5. If a Multi-Reader Multi-Case (MRMC) Comparative Effectiveness Study was Done
- No, a Multi-Reader Multi-Case (MRMC) comparative effectiveness study comparing human readers with and without AI assistance was not explicitly mentioned for either SparkCo or Inline ECV. The studies were focused on the standalone performance of the algorithms.
6. If a Standalone (i.e., algorithm only without human-in-the-loop performance) was Done
- Yes, for both SparkCo and Inline ECV, the studies described are standalone algorithm performance evaluations.
- SparkCo focused on the algorithm's ability to detect and correct spark artifacts (objective metrics like PSNR and subjective assessment by one evaluator).

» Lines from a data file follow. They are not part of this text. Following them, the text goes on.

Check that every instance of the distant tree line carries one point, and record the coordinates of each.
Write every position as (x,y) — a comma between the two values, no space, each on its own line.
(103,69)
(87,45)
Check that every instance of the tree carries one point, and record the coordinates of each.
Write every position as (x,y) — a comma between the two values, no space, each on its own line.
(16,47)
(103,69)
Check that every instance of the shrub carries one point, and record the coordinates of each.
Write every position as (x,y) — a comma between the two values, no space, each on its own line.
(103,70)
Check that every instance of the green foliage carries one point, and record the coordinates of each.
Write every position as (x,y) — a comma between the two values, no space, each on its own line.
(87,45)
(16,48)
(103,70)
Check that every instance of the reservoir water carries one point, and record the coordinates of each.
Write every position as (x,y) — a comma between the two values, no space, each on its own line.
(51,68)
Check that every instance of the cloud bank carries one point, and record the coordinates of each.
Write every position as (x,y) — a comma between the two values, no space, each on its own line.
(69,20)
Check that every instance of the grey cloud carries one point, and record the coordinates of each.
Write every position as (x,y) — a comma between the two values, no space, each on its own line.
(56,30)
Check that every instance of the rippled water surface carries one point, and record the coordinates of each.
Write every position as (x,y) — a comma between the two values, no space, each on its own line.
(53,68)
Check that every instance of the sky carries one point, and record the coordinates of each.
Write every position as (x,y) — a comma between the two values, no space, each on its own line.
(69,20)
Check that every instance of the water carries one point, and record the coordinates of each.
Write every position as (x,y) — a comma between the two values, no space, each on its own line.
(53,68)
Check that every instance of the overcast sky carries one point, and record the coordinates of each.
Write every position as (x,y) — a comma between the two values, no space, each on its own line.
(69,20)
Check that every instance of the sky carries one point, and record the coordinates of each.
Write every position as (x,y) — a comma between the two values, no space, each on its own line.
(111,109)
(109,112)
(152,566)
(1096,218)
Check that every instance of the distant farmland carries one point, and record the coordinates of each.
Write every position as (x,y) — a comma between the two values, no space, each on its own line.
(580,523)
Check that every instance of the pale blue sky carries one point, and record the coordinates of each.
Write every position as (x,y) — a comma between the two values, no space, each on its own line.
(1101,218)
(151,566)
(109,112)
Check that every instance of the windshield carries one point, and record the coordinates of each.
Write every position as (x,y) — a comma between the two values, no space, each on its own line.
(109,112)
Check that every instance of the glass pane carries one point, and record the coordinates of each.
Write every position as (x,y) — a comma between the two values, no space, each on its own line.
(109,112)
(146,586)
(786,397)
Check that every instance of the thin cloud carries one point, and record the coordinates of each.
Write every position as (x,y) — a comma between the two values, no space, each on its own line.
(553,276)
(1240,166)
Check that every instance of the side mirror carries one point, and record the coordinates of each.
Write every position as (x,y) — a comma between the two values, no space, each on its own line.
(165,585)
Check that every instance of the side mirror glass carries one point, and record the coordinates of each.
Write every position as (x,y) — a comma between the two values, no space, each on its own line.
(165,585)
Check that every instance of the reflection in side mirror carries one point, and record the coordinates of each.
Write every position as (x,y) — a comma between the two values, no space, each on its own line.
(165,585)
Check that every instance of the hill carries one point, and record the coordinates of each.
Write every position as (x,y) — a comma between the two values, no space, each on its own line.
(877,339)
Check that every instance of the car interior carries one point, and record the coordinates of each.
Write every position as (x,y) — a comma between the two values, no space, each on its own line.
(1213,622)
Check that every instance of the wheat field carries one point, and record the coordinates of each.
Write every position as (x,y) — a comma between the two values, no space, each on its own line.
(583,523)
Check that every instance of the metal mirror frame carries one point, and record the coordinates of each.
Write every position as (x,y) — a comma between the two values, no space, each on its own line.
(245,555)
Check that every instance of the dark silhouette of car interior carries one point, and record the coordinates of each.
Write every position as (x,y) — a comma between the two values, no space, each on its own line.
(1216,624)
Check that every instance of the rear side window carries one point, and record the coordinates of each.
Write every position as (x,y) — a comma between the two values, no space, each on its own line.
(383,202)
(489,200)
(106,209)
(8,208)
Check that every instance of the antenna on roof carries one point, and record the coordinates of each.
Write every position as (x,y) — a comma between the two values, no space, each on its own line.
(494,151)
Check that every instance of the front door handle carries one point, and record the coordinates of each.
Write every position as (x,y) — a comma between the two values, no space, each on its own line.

- Inline ECV focused on the algorithm's segmentation accuracy (subjective evaluation of segmentation masks against criteria).
7. The Type of Ground Truth Used
For SparkCo:
- Spark detection accuracy: Ground truth was generated by simulating spark artifacts from spark-free raw data, implying a simulated/synthetic ground truth for training and a comparison against this for testing. For real-world data, the "ground-truth" for detection is implied but not explicitly detailed how it was established.
- Spark correction performance: For PSNR, the "ground truth" for comparison is the original spark images. For subjective evaluation, it's against the "spark images" and the expectation of correction, suggesting human expert judgment (by one evaluator) rather than a pre-established clinical ground truth for each case.
For Inline ECV:
- The ground truth for Inline ECV appears to be a subjective expert assessment (though the number of experts is not specified) of the algorithm's automatically generated segmentation masks against predefined "Satisfied," "Acceptable," and "Fail" criteria. It is not an independent, pre-established ground truth like pathology or outcomes data.
8. The Sample Size for the Training Set
For SparkCo:
- Training dataset for the AI module: 61 cases from 10 volunteers. From this, a total of 24,866 spark slices along with corresponding "ground truth" (location of spark points) were generated for training.
For Inline ECV:
- The document states, "The training data used for the training of the cardiac ventricular segmentation algorithm is independent of the data used to test the algorithm." However, the sample size for the training set itself is not explicitly provided in the given text.
9. How the Ground Truth for the Training Set Was Established
For SparkCo:
- The ground truth for the SparkCo training set was established by simulating spark artifacts from spark-free raw data. This simulation process directly provided the "location of spark points" as the ground truth.
For Inline ECV:
- The document mentions that the training data is independent of the test data, but it does not describe how the ground truth for the training set of the Inline ECV algorithm was established.
§ 892.1000 Magnetic resonance diagnostic device.
(a)
Identification. A magnetic resonance diagnostic device is intended for general diagnostic use to present images which reflect the spatial distribution and/or magnetic resonance spectra which reflect frequency and distribution of nuclei exhibiting nuclear magnetic resonance. Other physical parameters derived from the images and/or spectra may also be produced. The device includes hydrogen-1 (proton) imaging, sodium-23 imaging, hydrogen-1 spectroscopy, phosphorus-31 spectroscopy, and chemical shift imaging (preserving simultaneous frequency and spatial information).(b)
Classification. Class II (special controls). A magnetic resonance imaging disposable kit intended for use with a magnetic resonance diagnostic device only is exempt from the premarket notification procedures in subpart E of part 807 of this chapter subject to the limitations in § 892.9.